Section 2.8. Hardware Redundancy

2.8. Hardware Redundancy

Business continuity planning (BCP) lies at the heart of redundancy planning. BCP is a methodology for managing risk from a partial or complete interruption of critical services. Applied to web applications, this covers the continuity of business in the case of software and hardware malfunctions, attacks, and disasters. Most of the technical jargon can be ignored at the small scale, but BCP basically means having a solid plan for disaster recovery.
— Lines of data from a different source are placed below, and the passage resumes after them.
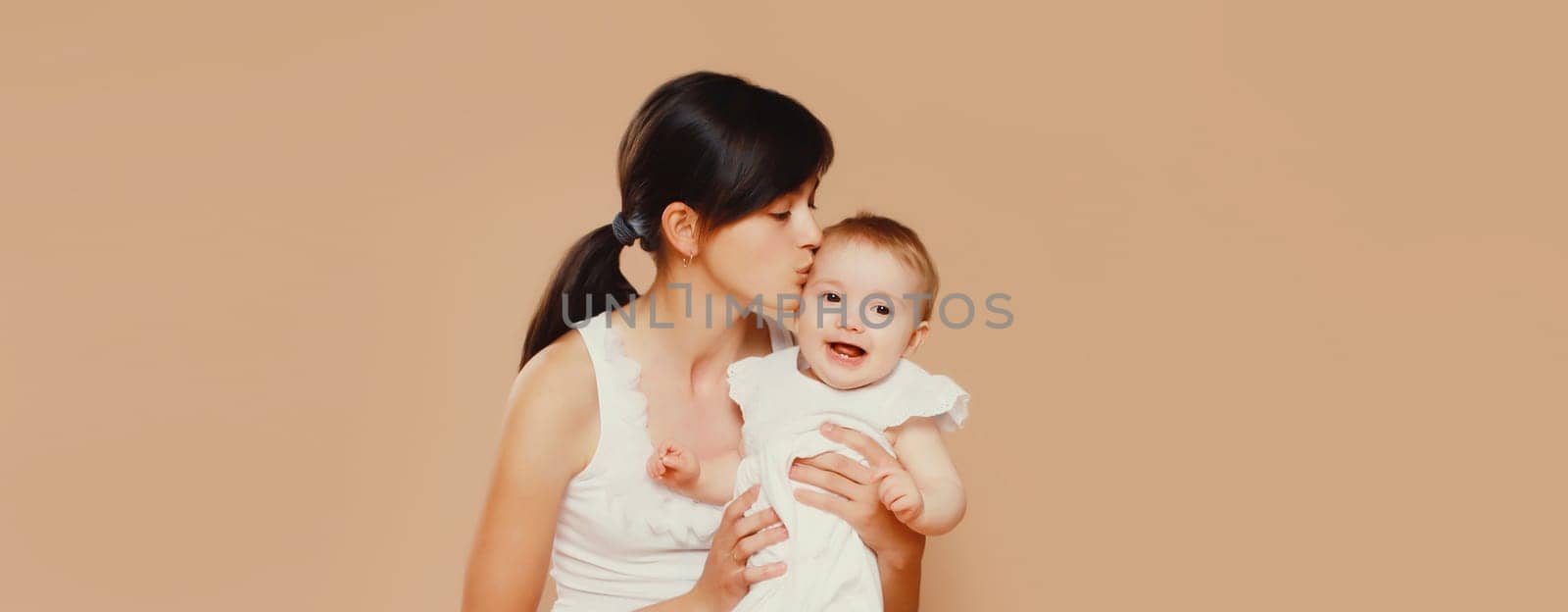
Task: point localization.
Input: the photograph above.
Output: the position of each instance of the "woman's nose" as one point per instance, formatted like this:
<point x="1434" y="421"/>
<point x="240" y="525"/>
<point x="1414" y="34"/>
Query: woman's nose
<point x="811" y="237"/>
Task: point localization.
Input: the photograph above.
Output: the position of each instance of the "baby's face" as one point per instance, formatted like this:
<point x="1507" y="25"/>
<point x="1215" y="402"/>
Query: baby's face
<point x="855" y="322"/>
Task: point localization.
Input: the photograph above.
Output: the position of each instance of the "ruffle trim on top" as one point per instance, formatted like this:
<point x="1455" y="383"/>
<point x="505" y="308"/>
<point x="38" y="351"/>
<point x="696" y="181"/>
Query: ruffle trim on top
<point x="643" y="504"/>
<point x="935" y="396"/>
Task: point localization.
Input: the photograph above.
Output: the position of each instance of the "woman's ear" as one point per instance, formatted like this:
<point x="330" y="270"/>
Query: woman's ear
<point x="917" y="337"/>
<point x="679" y="224"/>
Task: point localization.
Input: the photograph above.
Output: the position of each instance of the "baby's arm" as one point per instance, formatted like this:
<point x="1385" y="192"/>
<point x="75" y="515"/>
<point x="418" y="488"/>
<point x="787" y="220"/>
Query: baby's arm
<point x="922" y="490"/>
<point x="710" y="483"/>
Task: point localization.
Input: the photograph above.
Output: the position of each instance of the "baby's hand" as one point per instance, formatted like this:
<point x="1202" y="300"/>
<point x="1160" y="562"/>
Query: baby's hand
<point x="674" y="467"/>
<point x="898" y="491"/>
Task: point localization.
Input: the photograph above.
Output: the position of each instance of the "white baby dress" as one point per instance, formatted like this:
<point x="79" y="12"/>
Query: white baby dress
<point x="828" y="569"/>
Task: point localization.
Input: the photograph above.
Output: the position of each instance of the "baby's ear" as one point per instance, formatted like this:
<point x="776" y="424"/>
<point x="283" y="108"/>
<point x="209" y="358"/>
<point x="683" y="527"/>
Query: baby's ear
<point x="917" y="337"/>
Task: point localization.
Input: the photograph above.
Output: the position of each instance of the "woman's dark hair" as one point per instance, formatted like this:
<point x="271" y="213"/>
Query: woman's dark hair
<point x="713" y="141"/>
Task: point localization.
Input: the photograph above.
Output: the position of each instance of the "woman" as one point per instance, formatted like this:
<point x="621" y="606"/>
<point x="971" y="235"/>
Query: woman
<point x="717" y="180"/>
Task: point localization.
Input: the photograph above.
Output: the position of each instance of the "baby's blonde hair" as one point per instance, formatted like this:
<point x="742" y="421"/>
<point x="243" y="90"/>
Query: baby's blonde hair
<point x="899" y="240"/>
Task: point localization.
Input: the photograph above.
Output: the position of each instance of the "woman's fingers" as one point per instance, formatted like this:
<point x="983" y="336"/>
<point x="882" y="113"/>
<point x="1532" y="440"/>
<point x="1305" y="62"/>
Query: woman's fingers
<point x="861" y="443"/>
<point x="828" y="481"/>
<point x="764" y="573"/>
<point x="843" y="465"/>
<point x="734" y="512"/>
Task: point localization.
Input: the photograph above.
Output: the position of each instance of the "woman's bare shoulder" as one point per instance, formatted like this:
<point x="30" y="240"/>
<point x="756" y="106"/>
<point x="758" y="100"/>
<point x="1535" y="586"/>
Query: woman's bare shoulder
<point x="554" y="402"/>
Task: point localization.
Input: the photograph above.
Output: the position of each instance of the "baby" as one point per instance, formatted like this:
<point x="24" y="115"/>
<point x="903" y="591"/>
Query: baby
<point x="866" y="306"/>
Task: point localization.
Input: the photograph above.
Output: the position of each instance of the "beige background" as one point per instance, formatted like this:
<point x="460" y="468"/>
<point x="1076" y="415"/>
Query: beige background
<point x="1288" y="286"/>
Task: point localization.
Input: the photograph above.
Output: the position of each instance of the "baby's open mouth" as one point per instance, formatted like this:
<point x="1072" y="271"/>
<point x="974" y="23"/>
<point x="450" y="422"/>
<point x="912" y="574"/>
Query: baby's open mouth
<point x="849" y="350"/>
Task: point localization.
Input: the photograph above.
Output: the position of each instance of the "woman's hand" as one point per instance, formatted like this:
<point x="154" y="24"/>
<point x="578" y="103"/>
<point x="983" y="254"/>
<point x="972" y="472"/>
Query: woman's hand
<point x="855" y="496"/>
<point x="726" y="578"/>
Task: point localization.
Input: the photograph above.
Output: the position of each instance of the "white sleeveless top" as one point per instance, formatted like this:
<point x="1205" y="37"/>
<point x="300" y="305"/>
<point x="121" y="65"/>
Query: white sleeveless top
<point x="621" y="540"/>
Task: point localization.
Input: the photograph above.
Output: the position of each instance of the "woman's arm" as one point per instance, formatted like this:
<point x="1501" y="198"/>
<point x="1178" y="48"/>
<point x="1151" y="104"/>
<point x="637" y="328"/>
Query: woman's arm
<point x="549" y="434"/>
<point x="925" y="493"/>
<point x="855" y="499"/>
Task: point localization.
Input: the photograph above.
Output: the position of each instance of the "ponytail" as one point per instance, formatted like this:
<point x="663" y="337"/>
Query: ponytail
<point x="584" y="284"/>
<point x="715" y="141"/>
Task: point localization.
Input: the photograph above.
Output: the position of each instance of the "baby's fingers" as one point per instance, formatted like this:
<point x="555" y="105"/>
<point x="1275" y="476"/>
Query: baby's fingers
<point x="764" y="573"/>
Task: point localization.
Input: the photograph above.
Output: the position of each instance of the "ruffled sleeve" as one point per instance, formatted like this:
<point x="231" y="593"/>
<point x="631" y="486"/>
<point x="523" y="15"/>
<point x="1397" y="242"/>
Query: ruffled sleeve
<point x="929" y="394"/>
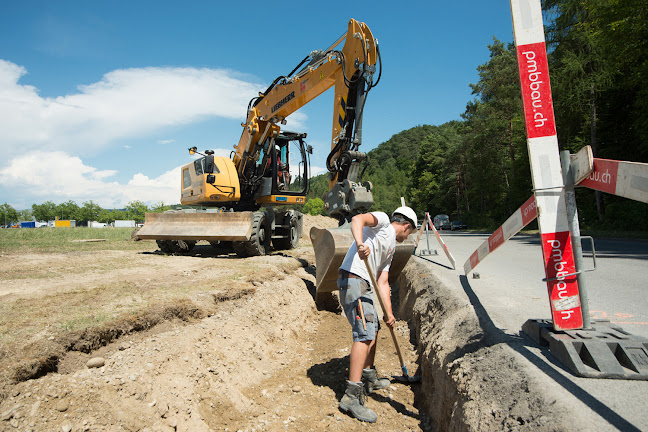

The various levels of BCP apply to the various grades of catastrophe that could occur. Being prepared to deal with a single hard disk failing is very basic, while redundant networking equipment falls into a middle tier. At the highest level of BCP compliance, a business will choose to host critical applications in multiple DCs on multiple continents. While this reduces latency for international users, more importantly, the service can continue operating even if a whole DC is lost, and such things do happen from time to time.

For applications where dual DC failover is out of the question, a fairly acceptable level of redundancy is to have at least one spare of everything, or more where necessary (having one spare disk for a platform with over one hundred disks in use is, for instance, woefully inadequate). It's also very important to bear in mind that absolutely anything can fail, and eventually, everything will fail. This includes the usual suspects, such as hard disks, all the way through to components that are thought of as immutable: power cables, network cables, network switches, power supplies, processors, RAM, routers, and even rack postsanything at all.

We'll be talking more about redundancy from a design point of view, rather than just in terms of raw hardware, when we cover scaling in Chapter 9.